11. Describe each of the following hazard types:

(6 pts)

structural hazards

control hazard

data hazard

12. Describe two methods for handling hazards: one at the hardware level and one at the software level. (4 pts)

#### Part V: Memory (24 pts)

13. Which code fragment is a better example of temporal locality? Which is a better example of spatial locality?

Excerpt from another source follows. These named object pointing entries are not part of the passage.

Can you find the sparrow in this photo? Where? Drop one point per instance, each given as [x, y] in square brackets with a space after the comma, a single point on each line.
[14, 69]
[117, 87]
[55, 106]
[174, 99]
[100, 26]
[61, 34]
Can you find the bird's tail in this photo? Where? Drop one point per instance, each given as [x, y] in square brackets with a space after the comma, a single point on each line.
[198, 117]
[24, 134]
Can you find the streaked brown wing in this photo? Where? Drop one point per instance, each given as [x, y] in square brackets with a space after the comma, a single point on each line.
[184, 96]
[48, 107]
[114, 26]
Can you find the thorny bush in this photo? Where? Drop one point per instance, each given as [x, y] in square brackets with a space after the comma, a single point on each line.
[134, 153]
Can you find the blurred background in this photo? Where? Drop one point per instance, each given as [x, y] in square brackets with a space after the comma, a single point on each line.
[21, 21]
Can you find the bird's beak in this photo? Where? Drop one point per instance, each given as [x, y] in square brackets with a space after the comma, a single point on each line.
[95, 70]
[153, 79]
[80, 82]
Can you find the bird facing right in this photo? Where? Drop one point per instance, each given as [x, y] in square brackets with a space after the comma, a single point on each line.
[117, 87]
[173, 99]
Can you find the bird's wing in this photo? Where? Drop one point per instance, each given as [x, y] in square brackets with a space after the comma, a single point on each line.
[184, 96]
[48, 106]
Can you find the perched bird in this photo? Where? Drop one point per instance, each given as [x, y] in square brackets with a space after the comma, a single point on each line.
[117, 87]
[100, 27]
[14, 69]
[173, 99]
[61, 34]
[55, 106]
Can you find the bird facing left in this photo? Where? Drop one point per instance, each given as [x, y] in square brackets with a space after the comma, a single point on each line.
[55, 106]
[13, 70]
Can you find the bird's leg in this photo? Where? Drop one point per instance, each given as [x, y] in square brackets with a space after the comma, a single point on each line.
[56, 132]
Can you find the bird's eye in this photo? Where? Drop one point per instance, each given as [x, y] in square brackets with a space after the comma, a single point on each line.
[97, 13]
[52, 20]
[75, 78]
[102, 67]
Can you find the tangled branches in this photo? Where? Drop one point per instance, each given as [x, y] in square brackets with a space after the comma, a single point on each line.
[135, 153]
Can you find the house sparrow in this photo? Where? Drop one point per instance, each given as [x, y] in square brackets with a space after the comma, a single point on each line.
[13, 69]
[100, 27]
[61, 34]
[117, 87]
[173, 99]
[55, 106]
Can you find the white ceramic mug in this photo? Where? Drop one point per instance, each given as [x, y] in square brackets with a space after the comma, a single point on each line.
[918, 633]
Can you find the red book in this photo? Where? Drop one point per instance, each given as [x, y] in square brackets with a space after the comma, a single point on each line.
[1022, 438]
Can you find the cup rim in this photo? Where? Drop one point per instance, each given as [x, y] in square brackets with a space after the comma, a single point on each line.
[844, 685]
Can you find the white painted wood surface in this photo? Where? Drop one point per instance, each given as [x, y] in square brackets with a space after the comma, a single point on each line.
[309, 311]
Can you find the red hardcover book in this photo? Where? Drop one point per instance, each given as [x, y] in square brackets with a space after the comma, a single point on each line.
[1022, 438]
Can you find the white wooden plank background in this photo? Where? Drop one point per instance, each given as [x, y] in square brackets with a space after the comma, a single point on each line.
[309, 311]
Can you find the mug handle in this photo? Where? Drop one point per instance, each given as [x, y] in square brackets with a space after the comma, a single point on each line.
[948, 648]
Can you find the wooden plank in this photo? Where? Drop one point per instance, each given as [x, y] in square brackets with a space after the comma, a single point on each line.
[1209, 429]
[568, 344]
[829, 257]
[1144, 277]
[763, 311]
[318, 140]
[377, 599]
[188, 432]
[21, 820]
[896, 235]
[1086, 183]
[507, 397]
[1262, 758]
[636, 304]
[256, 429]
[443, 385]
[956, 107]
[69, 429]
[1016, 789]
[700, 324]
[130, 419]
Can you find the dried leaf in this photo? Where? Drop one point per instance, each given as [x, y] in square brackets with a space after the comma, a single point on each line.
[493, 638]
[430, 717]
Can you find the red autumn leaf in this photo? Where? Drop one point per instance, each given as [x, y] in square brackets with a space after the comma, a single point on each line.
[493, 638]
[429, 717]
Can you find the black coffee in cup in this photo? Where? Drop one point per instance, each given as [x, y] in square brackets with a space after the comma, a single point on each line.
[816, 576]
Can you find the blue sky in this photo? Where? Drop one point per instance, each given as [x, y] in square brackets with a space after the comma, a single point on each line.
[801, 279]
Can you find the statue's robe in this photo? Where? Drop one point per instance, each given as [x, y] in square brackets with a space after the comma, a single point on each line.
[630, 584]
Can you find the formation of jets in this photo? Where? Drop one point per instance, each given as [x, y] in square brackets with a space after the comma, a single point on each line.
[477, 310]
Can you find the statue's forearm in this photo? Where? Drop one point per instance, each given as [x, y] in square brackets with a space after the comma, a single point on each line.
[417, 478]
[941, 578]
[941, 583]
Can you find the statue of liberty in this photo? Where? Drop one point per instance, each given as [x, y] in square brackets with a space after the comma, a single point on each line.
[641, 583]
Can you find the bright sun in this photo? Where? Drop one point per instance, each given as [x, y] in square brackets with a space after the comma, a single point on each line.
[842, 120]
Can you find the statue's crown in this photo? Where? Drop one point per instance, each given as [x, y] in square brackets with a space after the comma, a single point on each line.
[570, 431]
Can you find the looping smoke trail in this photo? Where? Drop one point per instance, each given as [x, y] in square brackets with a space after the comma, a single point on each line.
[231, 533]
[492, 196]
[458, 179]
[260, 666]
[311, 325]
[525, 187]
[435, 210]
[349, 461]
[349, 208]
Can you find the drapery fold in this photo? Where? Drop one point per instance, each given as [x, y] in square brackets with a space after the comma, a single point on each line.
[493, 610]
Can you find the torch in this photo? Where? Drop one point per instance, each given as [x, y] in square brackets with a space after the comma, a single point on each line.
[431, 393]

Consider data only and not the fetching of instructions.

for (k = 0; k < 100; k++) for (k = 0; k < y; k++)a[k] = b[k] \* 2.5; sum = sum + z; (4 pts)

14. What are a cache "hit" and a cache "miss"? How are they detected? (4 pts)

15. Consider a 2-way set-associative 8-line cache with 1 4-byte word per line. Assume, for illustration purposes, that each byte address contains its own value as data, e.g., address 3 contains a 3, address 16 contains a 16, etc. Show the evolving cache state for the sequence of (byte) address references below, crossing out values as they are replaced with other values. Circle the references that result in a cache hit: 3, 16, 7, 6, 3, 5, 15, 16, 17, 20, 19, 22, 48 (8 pts)

16. Describe two replacement algorithms for set-associative memory. (4 pts)

17. What are two reasons for using virtual memory? (4 pts)

## Part VI: Parallel Processing (8 pts)

| 18. What is a SIMD parallel processor? | (4 pts) |
|----------------------------------------|---------|
|                                        | (+ pio) |

19. How do the processors in a MIMD distributed memory parallel computer communicate? (4 pts)

see next page for REAL take-home question!

# 20. Take home question: THIS IS REAL – NOT PRACTICE! (10 pts)

A less technically inclined friend has asked you to explain how computers work. Write a detailed, roughly two-page description for your friend.